ただ、この件を「厳しい規制」と捉えているあたり、今江さんは立場も本質も見失ってしまっていると感じました。日本語の「規制」は「悪い物事を制限する」という文脈で使用します。今江さんは規制反対派と言いながらも、FFSは根本的には悪だと認識していることの表れだと思います。しかし一方で、B.A.S.S.の原文はそのような文脈では書かれていません。むしろ来季はとても面白くなりそうです。
B.A.S.S.の決定
B.A.S.S. announces Live Sonar rule change for 2026 Elite Series
かいつまんで要点をお伝えしながら解説します。
- 2025シーズンはFFSの影響を和らげるために多様なゲームを組んだ。
- そして各ゲームの勝者のうち半数近くは(FFSに依らない)伝統的な戦略で勝利した。
- しかし全体的にみるとFFSの影響は依然として大きい。
まず日本との違いとして、表彰台がFFS巧者で独占されるほどではないという点は注目です。今江さんが繰り返し伝えているような「表彰台=FFS巧者」はフィールド面積が小さい日本特有の現象なのかもしれません。アメリカから帰ってきた青木大介さんも述べていましたが、アメリカのフィールドはとにかく広いのでバスを見つけるまでが最初の関門であると言われています。ゲーム展開を通してFFSが強みを発揮する時間帯が日本よりも短くなることが影響を低減しているのではないかと思います。
- 2026シーズンは、9戦あるゲームのうち最大5戦がFFSを許可するゲームとなる。
- FFS可否の決め方は、2戦ずつをペアとしたコインフリップで決定する。
- 9戦目はペアがないので単独でコインフリップする。
- したがって最小で4戦・最大で5戦がFFSを許可するゲームとなる。
- FFSが禁止となったゲームは、その練習中もFFSは禁止である。
このコインフリップは9月4日のライブアナウンスで実施されたので、各ゲームのFFS可否は決定済みです。

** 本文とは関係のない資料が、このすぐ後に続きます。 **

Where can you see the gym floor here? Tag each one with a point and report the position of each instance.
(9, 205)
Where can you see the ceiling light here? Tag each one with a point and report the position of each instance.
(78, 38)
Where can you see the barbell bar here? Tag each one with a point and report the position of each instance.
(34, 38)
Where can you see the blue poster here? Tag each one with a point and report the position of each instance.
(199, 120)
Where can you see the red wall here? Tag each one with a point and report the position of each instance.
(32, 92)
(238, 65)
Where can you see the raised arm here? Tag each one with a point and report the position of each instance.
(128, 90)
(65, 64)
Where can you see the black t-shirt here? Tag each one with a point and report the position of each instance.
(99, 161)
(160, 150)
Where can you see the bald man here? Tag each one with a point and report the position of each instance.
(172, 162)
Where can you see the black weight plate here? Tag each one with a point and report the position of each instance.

B.A.S.S. announces results of coin flip determining 2026 forward-facing sonar events
- Lake Guntersville — Non-FFS
- Lake Martin — FFS
- Tennessee-Tombigbee Waterway — Non-FFS
- Arkansas River — FFS
- Lake Murray — FFS
- Santee Cooper Lakes — Non-FFS
- Pasquotank River/Albemarle Sound — FFS
- Lake Champlain — Non-FFS
- St. Lawrence River — FFS
ゲームの発表そのものをイベントに仕立てて関心を集めるあたり、さすがアメリカは運営上手だと感じるところです。
ルール変更の影響
一言で表現すると「より面白くなった」ということです。
FFS戦とNon-FFS戦が半々くらいになるようにルールが設計されたので、両方とも長けている選手のみが年間優勝を勝ち取るだろうと予想できます。
つまり、本当に強い選手がハッキリします。
しかもFFS戦とNon-FFS戦が「ほぼ」交互に行われるのがニクい演出です。シーズン中は抜きつ抜かれつのデッドヒートが予想されますが、コインフリップの不確定性によりFFS戦が連続する日程も生じており適度な起伏があります。選手も観客もスパイスの効いた体験になることでしょう。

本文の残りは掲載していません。